In the recent edition of the American Medical Associations CPPD Report, Todd Dorman, MD, Associate dean and director of the Office of Continuing Medical Education for Johns Hopkins University School of Medicine, wrote an article titled “CME: Ailing from a case of systemic inflammatory response syndrome.” Dr. Dorman also was a member of the committee for the Institute of Medicine (IOM) who released its recommendations in the report Conflict of Interest in Medical Research, Education and Practice, last April.
Dr. Dorman starts off by evaluating continuing medical education (CME) providers, planners and faculty today the way a doctor evaluates their patient. He noted that CME was enjoying a “usual state of good health until media, government and regulatory agencies began to question the veracity of CME programs and the transparency of their process.” Specifically, Dr. Dorman noted that the source of this questioning began with the recent investigations conducted by the Senate Finance Committee into relationships between physicians or medical researchers and pharmaceutical, medical device, and biotechnology companies.
The problem with these investigations is that all CME funding and programs are coming into question, when the investigations are focused “on individual physicians who have had discrepancies in disclosing payments.” So, because of a few, all patients and physicians are beginning to suffer.
The rest of Dr. Dorman’s article focuses on the IOM report he worked on because it “addressed a diverse set of circumstances and utilized the same principles to recommend improvements that would still protect and allow the great good that comes from interaction between the health care and industry sectors.” He also emphasized the IOM recommendation “that a COI committee exists within an organization’s management infrastructure.” Moreover, Dr. Dorman asserted that a standard approach for disclosure for every journal, CME provider, institution and national organization should be established.
His article also focused on the need of “training for all physicians by academic centers and teaching hospitals,” to educate doctors about the rules and regulations surrounding relationships and conflict management in cases relating to the CME world. Part of his belief for such training comes from the results of the Cochrane Collaboration and an AHRQ monograph on the effectiveness of CME, which both “found that educational meetings are effective.”
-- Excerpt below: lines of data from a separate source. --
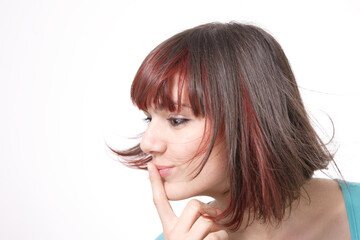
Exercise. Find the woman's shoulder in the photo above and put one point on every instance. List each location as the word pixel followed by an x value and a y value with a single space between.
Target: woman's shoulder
pixel 351 193
pixel 160 237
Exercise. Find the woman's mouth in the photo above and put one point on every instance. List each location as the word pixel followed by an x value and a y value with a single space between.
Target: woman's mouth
pixel 164 171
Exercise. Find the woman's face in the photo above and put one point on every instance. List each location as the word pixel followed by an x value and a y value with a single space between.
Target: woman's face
pixel 173 139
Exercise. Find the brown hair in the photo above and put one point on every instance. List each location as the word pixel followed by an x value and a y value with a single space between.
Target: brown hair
pixel 238 76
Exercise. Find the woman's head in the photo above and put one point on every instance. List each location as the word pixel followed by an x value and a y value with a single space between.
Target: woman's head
pixel 237 80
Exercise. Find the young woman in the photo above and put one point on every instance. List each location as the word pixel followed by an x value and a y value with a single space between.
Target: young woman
pixel 226 120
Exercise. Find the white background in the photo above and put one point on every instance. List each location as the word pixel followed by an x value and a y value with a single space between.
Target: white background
pixel 65 73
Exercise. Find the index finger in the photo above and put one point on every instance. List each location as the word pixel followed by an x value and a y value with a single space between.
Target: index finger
pixel 163 207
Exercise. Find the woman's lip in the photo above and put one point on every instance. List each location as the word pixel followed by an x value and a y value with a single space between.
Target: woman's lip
pixel 164 171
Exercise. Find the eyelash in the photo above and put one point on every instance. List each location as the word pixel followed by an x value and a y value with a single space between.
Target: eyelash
pixel 173 121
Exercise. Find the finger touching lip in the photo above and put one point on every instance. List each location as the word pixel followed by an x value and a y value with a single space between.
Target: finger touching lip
pixel 164 171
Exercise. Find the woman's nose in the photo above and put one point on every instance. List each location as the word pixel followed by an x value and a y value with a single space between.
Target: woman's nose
pixel 153 141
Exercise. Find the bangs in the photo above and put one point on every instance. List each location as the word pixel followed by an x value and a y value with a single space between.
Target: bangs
pixel 165 66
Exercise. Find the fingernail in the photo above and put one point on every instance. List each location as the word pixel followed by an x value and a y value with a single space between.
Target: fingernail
pixel 150 168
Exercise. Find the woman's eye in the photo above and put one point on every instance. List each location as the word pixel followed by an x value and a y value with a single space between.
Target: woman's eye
pixel 147 119
pixel 177 121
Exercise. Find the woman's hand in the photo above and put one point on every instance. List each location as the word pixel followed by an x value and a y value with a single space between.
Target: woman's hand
pixel 193 223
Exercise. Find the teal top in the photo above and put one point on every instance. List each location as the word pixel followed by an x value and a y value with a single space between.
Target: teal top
pixel 351 192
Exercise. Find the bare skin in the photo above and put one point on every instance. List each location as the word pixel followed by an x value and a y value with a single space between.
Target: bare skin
pixel 324 217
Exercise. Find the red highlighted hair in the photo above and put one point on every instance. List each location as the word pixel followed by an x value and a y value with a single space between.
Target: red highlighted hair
pixel 238 76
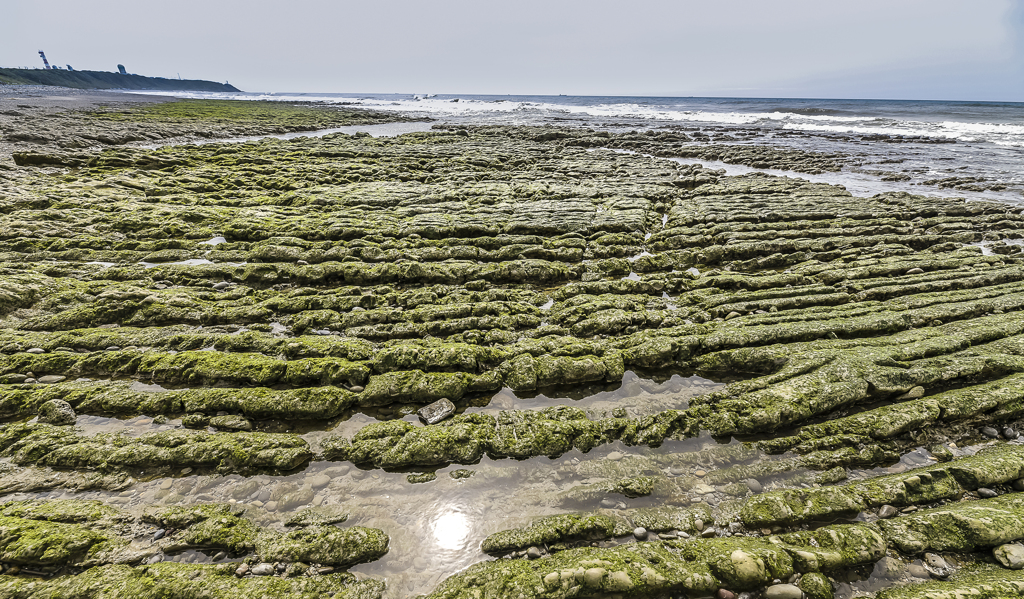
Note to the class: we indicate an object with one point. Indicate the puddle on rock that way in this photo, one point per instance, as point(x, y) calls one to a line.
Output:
point(435, 527)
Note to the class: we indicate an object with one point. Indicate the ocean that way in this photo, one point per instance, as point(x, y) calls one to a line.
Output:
point(953, 148)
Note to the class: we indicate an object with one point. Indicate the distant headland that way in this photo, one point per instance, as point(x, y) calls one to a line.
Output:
point(105, 80)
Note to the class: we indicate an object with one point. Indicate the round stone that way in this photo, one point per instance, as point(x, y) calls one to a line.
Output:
point(1010, 555)
point(593, 576)
point(56, 412)
point(620, 582)
point(783, 592)
point(916, 570)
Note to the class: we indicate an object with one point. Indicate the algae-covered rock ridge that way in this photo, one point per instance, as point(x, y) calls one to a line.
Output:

Ultimately, Dr. Dorman recommended that “the health care industry should work to reduce the stress and confusion surrounding the CME environment and COI by embracing the concepts within the IOM report.” In fact, it is crucial that industry work with CME because it is so “poorly funded by sources other than commercial entities. As a result, Dr. Dorman acknowledged that while such work is being done, “the community outside of health care should allow time to collect data” on how such changes affect CME because without such information “broad-based sweeping regulation is simply inappropriate at a time of such change.”